Тем временем наш Турнир Президентов дает купание в искусстве речи! Связное развитие рассуждений, точность позиционирования, разнообразие образов, повествовательная насыщенность, интонация, акцент и оценка, артикулированная тотальность, создающая смысл: речь как этический акт. С апельсинами или без, с «адвокатами» или без них, сегодня в стране нет ни одного политика, ни адвоката, ни магистрата с его дискурсивной силой.

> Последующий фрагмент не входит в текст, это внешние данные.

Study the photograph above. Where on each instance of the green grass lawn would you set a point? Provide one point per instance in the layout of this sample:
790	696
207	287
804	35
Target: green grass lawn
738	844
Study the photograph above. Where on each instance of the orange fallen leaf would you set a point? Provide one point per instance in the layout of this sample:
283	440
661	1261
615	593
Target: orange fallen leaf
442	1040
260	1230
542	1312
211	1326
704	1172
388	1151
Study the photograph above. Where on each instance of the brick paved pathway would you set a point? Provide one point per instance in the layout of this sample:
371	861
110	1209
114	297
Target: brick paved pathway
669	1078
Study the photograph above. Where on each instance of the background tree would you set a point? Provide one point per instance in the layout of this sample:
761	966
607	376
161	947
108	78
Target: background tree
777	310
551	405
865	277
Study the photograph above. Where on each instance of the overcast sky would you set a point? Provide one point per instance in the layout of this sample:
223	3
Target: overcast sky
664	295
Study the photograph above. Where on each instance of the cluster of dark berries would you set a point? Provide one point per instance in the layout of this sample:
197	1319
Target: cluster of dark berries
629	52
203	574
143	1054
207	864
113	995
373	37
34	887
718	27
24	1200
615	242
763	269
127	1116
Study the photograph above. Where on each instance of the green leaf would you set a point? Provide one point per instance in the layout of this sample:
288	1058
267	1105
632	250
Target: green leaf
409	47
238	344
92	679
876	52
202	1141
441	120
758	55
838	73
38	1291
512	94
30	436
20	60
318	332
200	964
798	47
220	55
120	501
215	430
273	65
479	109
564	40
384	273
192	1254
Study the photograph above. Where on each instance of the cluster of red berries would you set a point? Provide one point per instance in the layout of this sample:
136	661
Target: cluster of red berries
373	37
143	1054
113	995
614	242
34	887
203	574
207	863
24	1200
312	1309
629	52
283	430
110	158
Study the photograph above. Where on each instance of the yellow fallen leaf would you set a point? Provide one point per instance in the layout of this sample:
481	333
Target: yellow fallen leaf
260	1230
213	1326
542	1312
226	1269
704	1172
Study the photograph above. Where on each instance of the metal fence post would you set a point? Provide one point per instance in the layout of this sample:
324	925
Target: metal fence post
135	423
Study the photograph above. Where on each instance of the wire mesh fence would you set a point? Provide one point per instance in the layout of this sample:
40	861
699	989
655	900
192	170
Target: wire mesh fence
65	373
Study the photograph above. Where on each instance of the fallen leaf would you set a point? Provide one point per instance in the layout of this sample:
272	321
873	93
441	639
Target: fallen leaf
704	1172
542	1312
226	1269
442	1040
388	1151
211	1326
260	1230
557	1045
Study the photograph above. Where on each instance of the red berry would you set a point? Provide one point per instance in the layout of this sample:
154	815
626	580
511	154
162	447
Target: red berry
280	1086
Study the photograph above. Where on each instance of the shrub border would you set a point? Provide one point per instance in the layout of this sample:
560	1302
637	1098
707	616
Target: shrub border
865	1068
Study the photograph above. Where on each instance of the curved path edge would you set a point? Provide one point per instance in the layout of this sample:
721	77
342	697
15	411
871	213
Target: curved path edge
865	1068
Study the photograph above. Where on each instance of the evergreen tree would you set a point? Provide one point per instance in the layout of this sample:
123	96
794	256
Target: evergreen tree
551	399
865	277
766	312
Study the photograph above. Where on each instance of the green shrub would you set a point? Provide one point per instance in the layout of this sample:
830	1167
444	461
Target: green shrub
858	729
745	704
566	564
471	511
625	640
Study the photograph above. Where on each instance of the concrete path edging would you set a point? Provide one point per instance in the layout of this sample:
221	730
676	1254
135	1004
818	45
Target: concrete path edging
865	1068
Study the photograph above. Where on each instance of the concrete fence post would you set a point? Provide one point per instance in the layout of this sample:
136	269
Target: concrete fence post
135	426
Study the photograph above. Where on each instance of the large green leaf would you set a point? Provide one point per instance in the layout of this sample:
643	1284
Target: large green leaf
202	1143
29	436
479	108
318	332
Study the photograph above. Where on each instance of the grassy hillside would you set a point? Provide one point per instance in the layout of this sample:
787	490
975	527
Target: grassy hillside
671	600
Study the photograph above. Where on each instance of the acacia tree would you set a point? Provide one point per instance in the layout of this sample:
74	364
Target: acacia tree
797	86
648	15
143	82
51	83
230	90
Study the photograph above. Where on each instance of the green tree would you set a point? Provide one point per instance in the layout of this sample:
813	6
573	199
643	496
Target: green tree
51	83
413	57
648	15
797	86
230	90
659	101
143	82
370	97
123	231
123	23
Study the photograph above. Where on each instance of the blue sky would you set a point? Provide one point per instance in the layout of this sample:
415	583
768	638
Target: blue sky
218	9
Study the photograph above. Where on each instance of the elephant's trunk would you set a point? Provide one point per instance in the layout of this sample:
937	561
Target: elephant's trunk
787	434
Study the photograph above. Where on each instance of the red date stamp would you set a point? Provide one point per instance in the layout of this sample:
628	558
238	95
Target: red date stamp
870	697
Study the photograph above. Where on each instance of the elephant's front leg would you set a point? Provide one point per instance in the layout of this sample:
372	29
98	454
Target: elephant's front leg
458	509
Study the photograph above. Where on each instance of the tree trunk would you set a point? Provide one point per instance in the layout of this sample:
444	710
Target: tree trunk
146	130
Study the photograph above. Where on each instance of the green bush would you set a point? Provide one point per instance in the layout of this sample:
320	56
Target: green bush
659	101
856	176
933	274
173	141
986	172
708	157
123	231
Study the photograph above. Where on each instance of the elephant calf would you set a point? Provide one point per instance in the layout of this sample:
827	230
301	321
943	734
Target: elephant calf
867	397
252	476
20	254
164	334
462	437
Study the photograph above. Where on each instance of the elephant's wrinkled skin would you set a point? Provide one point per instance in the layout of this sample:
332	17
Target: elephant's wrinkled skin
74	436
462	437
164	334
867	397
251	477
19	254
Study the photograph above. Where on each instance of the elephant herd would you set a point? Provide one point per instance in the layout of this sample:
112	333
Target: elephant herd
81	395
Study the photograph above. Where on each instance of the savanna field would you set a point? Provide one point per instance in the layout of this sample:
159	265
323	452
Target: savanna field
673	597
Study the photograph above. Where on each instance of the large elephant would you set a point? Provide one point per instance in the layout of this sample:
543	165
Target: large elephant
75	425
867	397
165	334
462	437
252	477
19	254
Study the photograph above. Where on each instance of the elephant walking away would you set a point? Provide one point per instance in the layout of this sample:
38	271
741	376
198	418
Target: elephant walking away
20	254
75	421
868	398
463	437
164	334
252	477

Как сказал Аднет, говори больше, Лула, произноси больше речей, потому что нам это нужно.
*Мария Аморим профессор на пенсии Института психологии Федерального университета Рио-де-Жанейро и Парижского университета VIII.. Автор, среди других книг Petit Traité de la Bêtise Contemporaine [Краткий трактат о современной глупости] (Издание здесь) (https://amzn.to/48du8zg).
Первоначально опубликовано в журнале Заглавная буква от 18.
Примечания
[Я] Как сказали Роберто и Эрасмо Карлос в Подробности: «Бесполезно даже пытаться забыть меня, потому что даже ошибки моего плохого португальского заставят тебя вспомнить меня…»
[II] ЛАБОВ, В. Академическое невежество и черный интеллект. The Atlantic, Boston, v.229, n.6, p.59-67, 1972. Перевод: «Академическое невежество и черный интеллект».
[III] Либретто написали Айра Гершвин и Дю Бозе Хейярд.
[IV] Em Алиса по ту сторону зеркала.